In the present study, an increase in mitochondrial Ca2+ was observed in cardiomyocytes exposed to the ischemia-mimetic solution, which paralleled the increase in cytoplasmic Ca2+ concentration (Figure 10). The increases in cytoplasmic and mitochondrial Ca2+ were both significantly reduced by PAK-200, indicating that the compound can reduce Ca2+ overload both in the cytoplasm and mitochondria. Although this mitochondria-protective effect of PAK-200 can explain the cardioprotective effects of the compound during experimental ischemia and reperfusion, the mechanism of action of PAK-200 is not clear at present. Among the Ca2+ transporters on the mitochondrial inner membrane, the Ca2+ uniporter is responsible for the influx of cytoplasmic Ca2+ into the mitochondrial matrix and the mitochondrial Na+-Ca2+ exchanger (NCXL) is responsible for Ca2+ efflux [43,44,45,48]. Cl channels and related transporters are present not only on the sarcolemma but also on the mitochondrial membrane. The voltage-dependent anion channel (VDAC) is known to be closely related to mitochondrial Ca2+ and function [49]. Whether PAK-200 affects these transporters remains to be clarified.
The results of the present study can be summarized as follows (Figure 11). Insufficient oxygen supply during myocardial ischemia causes an inhibition of mitochondrial electron transport leading to a decline in Δφm. The resulting decrease in mitochondrial ATP production causes not only a loss of contractile activity but also failures in various cellular processes including maintenance of the ion environment; the decrease in the activity of Na+-K+ ATPase and Ca2+ ATPase induces the rise in cytoplasmic Na+ and Ca2+ concentration. The rise in cytoplasmic Ca2+ causes a rise in resting tension during late ischemia and leads to an excessive rise in mitochondrial Ca2+ concentration, which causes mitochondrial dysfunction such as a further decrease in Δφm and ATP production. Thus, these intracellular events during ischemia form a vicious cycle and the cellular condition continuously deteriorates. PAK-200, a dihydropyridine analog that blocks the CFTR Cl channel, was shown to inhibit this vicious cycle and exert cardioprotective effects to enhance the recovery of contractile force after reperfusion. A characteristic feature of the cardioprotection by PAK-200 was that it was free of cardiosuppression; neither the beating rate nor the contractile force was decreased by PAK-200. Further accumulation of basic information on the role of Cl-related channels and transporters, as well as the mechanism of action of Cl modulators, would reveal a novel mechanism for cardioprotection. Several dihydropyridine-related compounds have been reported to affect the CFTR Cl channels [29,50,51] and some of them appeared to have cardioprotective effects similar to those of PAK-200 [29,50]. Re-evaluation of dihydropyridine-related compounds may lead to the discovery of cardioprotective agents acting through novel mechanisms.

Author Contributions

Conceptualization, I.N. and H.T.; methodology, I.N. and H.T.; software, S.H.; formal analysis, I.N., M.T. and J.K.; investigation, I.N., M.T. and J.K.; resources, H.T.; data curation, I.N.; writing—original draft preparation, I.N.; writing—review and editing, H.T.; visualization, I.N.; supervision, H.T.; project administration, I.N. and H.T.; funding acquisition, I.N., S.H. and H.T. All authors have read and agreed to the published version of the manuscript.

Funding

This research received no external funding.
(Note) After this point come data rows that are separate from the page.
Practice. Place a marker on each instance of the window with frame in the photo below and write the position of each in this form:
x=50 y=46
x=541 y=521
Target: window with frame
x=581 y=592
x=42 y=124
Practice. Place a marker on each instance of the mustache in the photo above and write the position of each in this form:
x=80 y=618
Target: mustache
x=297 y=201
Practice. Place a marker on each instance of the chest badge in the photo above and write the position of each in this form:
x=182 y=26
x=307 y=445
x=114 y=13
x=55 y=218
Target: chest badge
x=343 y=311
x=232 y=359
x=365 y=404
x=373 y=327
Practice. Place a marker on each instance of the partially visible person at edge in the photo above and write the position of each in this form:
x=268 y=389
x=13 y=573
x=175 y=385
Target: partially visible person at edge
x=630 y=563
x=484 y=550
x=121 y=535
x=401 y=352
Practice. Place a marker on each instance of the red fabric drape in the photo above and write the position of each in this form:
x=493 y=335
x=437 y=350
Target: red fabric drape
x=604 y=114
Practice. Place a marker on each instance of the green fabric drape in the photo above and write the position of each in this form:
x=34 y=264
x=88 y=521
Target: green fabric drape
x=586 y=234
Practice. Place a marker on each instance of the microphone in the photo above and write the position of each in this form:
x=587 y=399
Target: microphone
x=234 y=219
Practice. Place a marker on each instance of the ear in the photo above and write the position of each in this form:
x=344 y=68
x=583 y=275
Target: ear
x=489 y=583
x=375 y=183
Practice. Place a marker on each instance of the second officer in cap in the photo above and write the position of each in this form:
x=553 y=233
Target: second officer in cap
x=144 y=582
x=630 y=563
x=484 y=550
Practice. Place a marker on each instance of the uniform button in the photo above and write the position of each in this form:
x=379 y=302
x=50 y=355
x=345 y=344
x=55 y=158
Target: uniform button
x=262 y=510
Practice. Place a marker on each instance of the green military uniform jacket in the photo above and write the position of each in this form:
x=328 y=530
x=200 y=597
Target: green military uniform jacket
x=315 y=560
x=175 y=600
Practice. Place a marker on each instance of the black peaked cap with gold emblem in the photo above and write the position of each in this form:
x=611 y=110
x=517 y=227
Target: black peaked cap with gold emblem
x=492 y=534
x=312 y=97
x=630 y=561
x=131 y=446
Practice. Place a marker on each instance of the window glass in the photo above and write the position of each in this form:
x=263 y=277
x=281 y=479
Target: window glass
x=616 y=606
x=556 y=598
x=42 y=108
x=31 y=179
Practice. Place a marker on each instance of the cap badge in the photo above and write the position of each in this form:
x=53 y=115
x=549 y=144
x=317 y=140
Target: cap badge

Institutional Review Board Statement

The study was approved by the Ethics Committee of Toho University (21-55-362; 29 March 2021) and was conducted in accordance with the “Guiding Principles for the Care and Use of Laboratory Animals” approved by The Japanese Pharmacological Society.

Informed Consent Statement

Not applicable.

Data Availability Statement

Data are contained within the article.

Conflicts of Interest

The authors declare no conflict of interest.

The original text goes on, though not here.